Even so, not all paths forward are closed. The United Nations (UN), though weakened, retains vital convening power. Agencies such as UNCTAD and ESCAP must be revitalised to provide legal, analytical, and diplomatic tools for smaller economies. They can help level the playing field by offering negotiation training, supply chain diagnostics, and dispute-prevention frameworks. But above all, the UN must speak not only in resolutions-but in real terms of trade justice, digital equity, and sustainable development.
Enter the Commonwealth Business Council (CBC). As a platform linking 56 member countries, many of them in the Global South, the CBC is uniquely positioned to drive inclusive trade reform. It can offer a counter-narrative to exclusionary blocs like the G7 or BRICS. By building alternative trade corridors, encouraging south-south cooperation, and facilitating digital integration for micro and small businesses, the CBC can promote a shared prosperity agenda.

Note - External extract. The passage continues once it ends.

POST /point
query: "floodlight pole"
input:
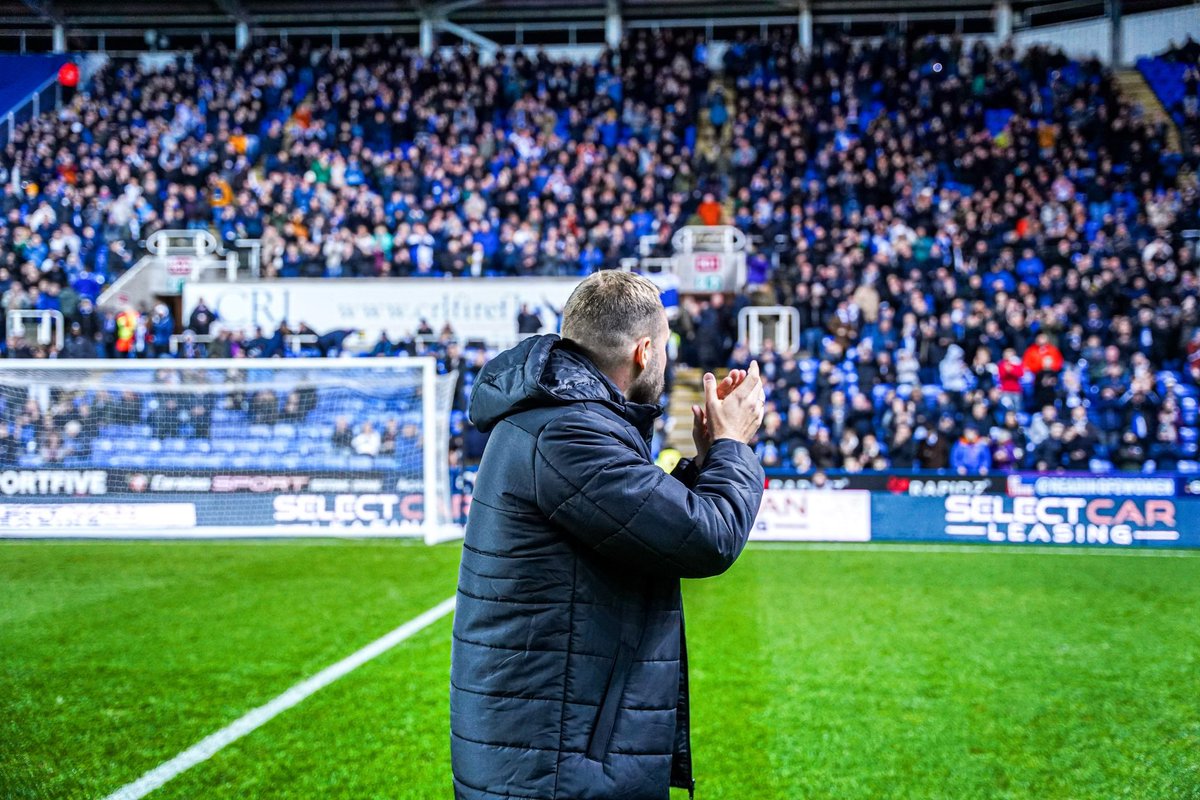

Also, the CBC can represent collective Commonwealth interests at the WTO and other economic forums. It must advocate not just for favourable terms, but for structural reform, calling out the misuse of subsidies, digital monopolies, and debt-trap finance. In this sense, the CBC has both diplomatic legitimacy and grassroots relevance, two qualities lacking in many top-down institutions.
Its unique advantage lies in its diversity. Unlike alliances bound by geography or ideology, the Commonwealth cuts across regions and histories. It includes large economies like India and Australia, as well as vulnerable states in the Pacific and Caribbean. This diversity, if marshalled wisely, can serve as a new axis of soft power-anchored in shared norms and inclusive development.
The slow suffocation of the WTO and sidelining of the UN are not merely institutional failures. They are symptoms of a deeper malaise: the loss of global consensus. As each power retreats into its own sphere, the vision of trade as a vehicle for peace, equity, and progress is quietly abandoned.
But collapse is not inevitable. Reform is possible, if pursued collectively. The WTO must restore its appellate function, update its rulebook, and embrace digital and climate-centric mandates. The UN must empower its trade and development arms. The CBC must rise as a pragmatic forum for inclusive economic discourse. Above all, nations must once again learn to see trade not as a weapon, but as a shared enterprise.